Can you explain the difference between Uranium 238 and Depleted Uranium 238?

Short answer:

Natural uranium ore contains about .72 percent of U-235, the fissionable
variety, and the rest is U-238 and a little of the daughter U-234. Uranium which has been purified, but the
U-235 removed (leaving only U-238) is called Depleted Uranium, or DU.

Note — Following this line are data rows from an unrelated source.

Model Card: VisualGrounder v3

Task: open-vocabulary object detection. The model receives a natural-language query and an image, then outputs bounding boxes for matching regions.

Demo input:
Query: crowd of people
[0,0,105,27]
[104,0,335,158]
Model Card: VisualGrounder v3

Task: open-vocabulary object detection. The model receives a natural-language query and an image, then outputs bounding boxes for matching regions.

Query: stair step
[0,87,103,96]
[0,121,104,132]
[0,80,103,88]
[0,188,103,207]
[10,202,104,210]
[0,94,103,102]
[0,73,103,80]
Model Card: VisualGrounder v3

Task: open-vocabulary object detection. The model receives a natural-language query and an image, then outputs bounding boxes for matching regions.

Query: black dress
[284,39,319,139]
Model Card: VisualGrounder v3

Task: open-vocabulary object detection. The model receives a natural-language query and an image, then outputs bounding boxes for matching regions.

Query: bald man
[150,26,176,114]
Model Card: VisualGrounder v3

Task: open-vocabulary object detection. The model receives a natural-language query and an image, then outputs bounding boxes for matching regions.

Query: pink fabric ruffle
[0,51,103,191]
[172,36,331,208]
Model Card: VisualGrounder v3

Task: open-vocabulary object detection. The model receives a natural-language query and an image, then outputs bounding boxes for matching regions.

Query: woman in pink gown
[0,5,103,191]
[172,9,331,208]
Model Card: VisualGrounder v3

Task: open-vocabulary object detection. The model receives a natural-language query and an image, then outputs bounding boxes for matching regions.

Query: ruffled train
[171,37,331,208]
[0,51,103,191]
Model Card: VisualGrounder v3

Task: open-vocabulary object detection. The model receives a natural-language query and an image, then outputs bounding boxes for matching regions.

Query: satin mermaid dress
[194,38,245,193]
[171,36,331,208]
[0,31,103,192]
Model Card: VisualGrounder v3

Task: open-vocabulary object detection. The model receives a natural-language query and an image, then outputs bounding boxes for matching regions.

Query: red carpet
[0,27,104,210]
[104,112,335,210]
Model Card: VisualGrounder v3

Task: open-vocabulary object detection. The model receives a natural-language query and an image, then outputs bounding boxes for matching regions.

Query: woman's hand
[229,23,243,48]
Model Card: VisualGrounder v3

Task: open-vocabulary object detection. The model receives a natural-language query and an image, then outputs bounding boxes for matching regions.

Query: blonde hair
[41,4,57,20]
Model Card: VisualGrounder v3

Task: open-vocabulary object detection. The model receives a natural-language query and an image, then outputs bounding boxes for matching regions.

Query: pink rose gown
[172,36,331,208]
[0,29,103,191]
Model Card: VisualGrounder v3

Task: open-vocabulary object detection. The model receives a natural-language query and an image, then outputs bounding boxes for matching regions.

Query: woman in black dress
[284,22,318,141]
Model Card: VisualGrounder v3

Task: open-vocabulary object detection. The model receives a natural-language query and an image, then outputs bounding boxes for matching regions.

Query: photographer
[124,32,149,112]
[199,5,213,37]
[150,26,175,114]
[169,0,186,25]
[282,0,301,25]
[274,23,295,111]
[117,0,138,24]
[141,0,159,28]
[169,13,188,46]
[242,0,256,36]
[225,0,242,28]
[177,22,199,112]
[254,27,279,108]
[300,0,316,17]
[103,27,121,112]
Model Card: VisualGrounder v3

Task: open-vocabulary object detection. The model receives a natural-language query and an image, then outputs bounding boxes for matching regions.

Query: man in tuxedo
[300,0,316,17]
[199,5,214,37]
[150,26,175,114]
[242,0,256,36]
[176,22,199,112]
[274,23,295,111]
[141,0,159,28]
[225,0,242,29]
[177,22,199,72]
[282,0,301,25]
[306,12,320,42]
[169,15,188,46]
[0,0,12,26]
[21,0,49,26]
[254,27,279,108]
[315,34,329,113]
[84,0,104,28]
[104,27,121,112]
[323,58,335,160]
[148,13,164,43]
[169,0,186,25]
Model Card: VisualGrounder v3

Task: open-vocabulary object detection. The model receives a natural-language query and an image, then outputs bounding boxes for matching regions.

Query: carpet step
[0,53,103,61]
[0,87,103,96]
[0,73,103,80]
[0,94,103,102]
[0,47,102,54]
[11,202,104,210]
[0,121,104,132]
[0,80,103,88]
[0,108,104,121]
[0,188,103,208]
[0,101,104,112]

Depleted Uranium is that material left over when U-235 has been chemically
( or mechanically) separated so that the U-235 can be isolated for
scientific uses.

During the Manhattan Project, the separation of U-235 occurred at the Oak Ridge K-25 plant.

The U-shaped K-25 building measures half a mile by 1,000 feet, and at the time was the largest building in the world.

*Here is a summary of facts and ideas concerning Depleted Uranium VS Natural Uranium*

Natural uranium is 99.284% U-238 isotope, with U-235 only 0.72 % by weight. U-235 is the only isotope existing in nature in any amount that is fissionable.

about a ton of ore is required to extract two pounds of uranium

First let's review the term "equilibrium". Uranium 238 and 235 are both naturally occurring and are both
the head of a decay chain (note 1). In U ore, the natural state of Uranium there is a mixture of U-238 (99.3%) and

U-235 (.72%) along with all the decay progeny ( formerly called "daughters") that have grown in over the
billions of years. This equalized state is called "equilibrium". In nature, there are many things that can disturb

equilibrium, possibly the most noteworthy is the fact that one of the progeny, RADON is a gas and can in
some circumstances be removed from the parent material by normal means. Not all escapes of course, but there is

a significant release of some percentage. By and large though, equilibrium can be assumed to be pretty
close to normal. Uranium element can be found in chemical combination with other elements, giving rise to all kinds

of Uranium bearing rocks, some having an economical concentration, others much less.It is a fact of
chemistry that all isotopes of a given element are chemically the same, that is they combine with other chemicals

the same, have the same melting temperatures etc. The variances are in the weight of the nucleus.

The main reason to mine Uranium is the ultimate recovery of the U-235 which is the isotope needed for power plants and weapons.

The concentration must be increased from .72% to at least 5% for reactors and >85%for weapons.

During the chemical refinement of the U ore, much but not all of the U-235 (now called “Enriched Uranium” EU, slightly enriched uranium (SEU) has a ²³⁵U concentration of 0.9% to 2%, “Low Enriched Uranium” LEU <20% U-235, or even “Highly Enriched Uranium” (HEU ) >20%.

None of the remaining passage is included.